A NOITE DE sábado igual a todos os sábados de uma vida só. A casa envolvida nas sombras da noite recém chegada, cuja tênue luz se derrama por entre as cortinas esvoaçantes. Sobre a mesa de centro da sala algumas xícaras sujas de café esquecido; livros espalhados ao alcance da mão de quem tem passado muito tempo deitado no sofá castanho a ler; a última garrafa de vinho quase seca, mostra da última noite de cão.
A casa sem adereços, sem o calor de afetos, parte de si mesmo, nefasto apêndice de sonhos jamais realizados. No seu mundo de dentro, há agonia e desespero. No externo, silêncio e vaguidão.
Então seus olhos se detêm na pequena gravura, emoldurada na única parede que parece ter vida.
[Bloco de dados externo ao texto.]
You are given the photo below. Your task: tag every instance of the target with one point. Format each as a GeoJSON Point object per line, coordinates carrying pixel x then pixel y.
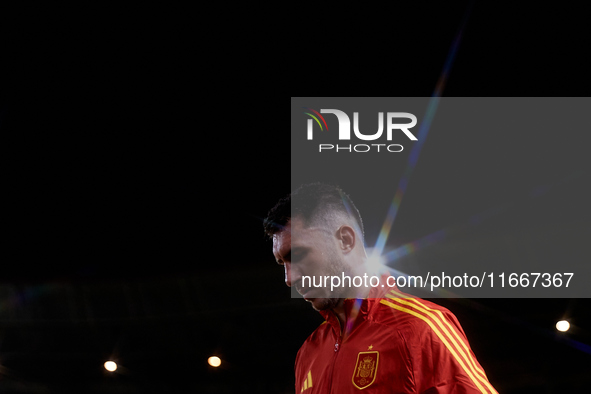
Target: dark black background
{"type": "Point", "coordinates": [143, 146]}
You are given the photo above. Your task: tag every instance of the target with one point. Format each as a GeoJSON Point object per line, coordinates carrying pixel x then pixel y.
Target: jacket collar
{"type": "Point", "coordinates": [357, 310]}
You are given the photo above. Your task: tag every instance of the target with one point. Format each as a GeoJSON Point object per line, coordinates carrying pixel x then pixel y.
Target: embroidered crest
{"type": "Point", "coordinates": [365, 369]}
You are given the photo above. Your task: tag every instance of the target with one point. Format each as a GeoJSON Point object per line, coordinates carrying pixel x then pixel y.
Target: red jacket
{"type": "Point", "coordinates": [395, 344]}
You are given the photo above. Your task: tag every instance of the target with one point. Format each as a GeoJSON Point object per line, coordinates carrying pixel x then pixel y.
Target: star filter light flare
{"type": "Point", "coordinates": [214, 361]}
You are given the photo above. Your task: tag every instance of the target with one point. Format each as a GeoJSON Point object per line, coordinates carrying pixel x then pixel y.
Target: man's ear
{"type": "Point", "coordinates": [346, 237]}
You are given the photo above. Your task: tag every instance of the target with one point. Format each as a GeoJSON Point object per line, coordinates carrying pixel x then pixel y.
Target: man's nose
{"type": "Point", "coordinates": [291, 275]}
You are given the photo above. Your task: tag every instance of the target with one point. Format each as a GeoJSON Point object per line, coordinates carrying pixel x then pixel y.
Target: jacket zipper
{"type": "Point", "coordinates": [337, 346]}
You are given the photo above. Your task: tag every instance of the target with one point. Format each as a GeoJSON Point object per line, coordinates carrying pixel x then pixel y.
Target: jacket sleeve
{"type": "Point", "coordinates": [441, 358]}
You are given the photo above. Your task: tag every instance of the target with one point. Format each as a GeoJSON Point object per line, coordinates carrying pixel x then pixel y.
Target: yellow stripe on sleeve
{"type": "Point", "coordinates": [443, 339]}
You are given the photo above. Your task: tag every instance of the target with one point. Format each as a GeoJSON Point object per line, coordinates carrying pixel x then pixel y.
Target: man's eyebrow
{"type": "Point", "coordinates": [287, 257]}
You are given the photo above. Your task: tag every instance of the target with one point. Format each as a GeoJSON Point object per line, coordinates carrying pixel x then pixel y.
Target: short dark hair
{"type": "Point", "coordinates": [313, 202]}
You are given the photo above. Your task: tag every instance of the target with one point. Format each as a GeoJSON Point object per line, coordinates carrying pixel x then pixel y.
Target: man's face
{"type": "Point", "coordinates": [313, 252]}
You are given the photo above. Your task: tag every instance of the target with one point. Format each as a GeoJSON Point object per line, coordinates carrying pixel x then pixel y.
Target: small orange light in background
{"type": "Point", "coordinates": [562, 325]}
{"type": "Point", "coordinates": [111, 366]}
{"type": "Point", "coordinates": [214, 361]}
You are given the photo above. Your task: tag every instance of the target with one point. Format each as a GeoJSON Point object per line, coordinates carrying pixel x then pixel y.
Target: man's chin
{"type": "Point", "coordinates": [322, 304]}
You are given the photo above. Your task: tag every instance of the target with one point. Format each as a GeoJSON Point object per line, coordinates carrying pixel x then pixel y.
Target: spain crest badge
{"type": "Point", "coordinates": [365, 369]}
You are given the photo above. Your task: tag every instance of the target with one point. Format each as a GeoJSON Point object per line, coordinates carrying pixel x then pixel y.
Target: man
{"type": "Point", "coordinates": [375, 338]}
Ele pode olhar aquela imagem por mil vezes e nunca se fatigar. O homem com olhar perdido no bar, parece pensar o mesmo que ele; uma espécie de sintonia de dores parece uni-los, fazendo aumentar naqueles instantes de contemplação a sensação maciça da solidão. É ele próprio como que carregando seus idílios perdidos.
Boulevard of Broken Dreams…
Ele sequer está fora de casa, mas como nesta pequena grande gravura, era como se estivesse trilhando sua imaginária rua dos sonhos perdidos. Ali, como que escombros deitados em diferentes épocas e instantes, os pequenos troféus das grandes derrotas amarelecem ao passar dos anos. Uma sombria procissão de carcomidas lembranças, cujo legado é deveras impossível não enregelar-se.
Ele imagina uma música capaz de captar esse momento. Uma melodia que fosse tão arrebatadora quanto destrutiva, que cooptasse num único assomo a imarcescível profusão de sentimentos que o engolfam agora. O mostrador luminoso do celular expõe sua última playlist; ele detém-se no álbum de Sigur Rós onde põe para tocar Varúo. Logo o som etéreo enche a sala, o seu peito e também a gravura de Hopper. Um grande anseio vem de dentro de si, mas não é a realização de seus sonhos o que deseja.
Onde a poesia, onde a perfeita mistura de perdição e beleza se cada sonho fosse realizado?, ele pensa. Os sonhos, quando perdidos, se tornam imediatamente belos e eternos. A sua constante evocação faz doer feridas antigas, traz lágrimas julgadas secas, evoca o caos ao ínterim da insipidez diária. Porém, é o combustível para os maiores arroubos literários. Livros notáveis foram concebidos diante da imagem de sonhos que não se realizaram. E isso é majestosamente belo e triste também.
Hemingway, certa vez, disse que um grande escritor se faz com uma vida sublimemente triste. Daí que há vantagem em manter os sonhos na eterna quimera da irrealização, pensa Pablo, um legado dolorido, uma dor necessária.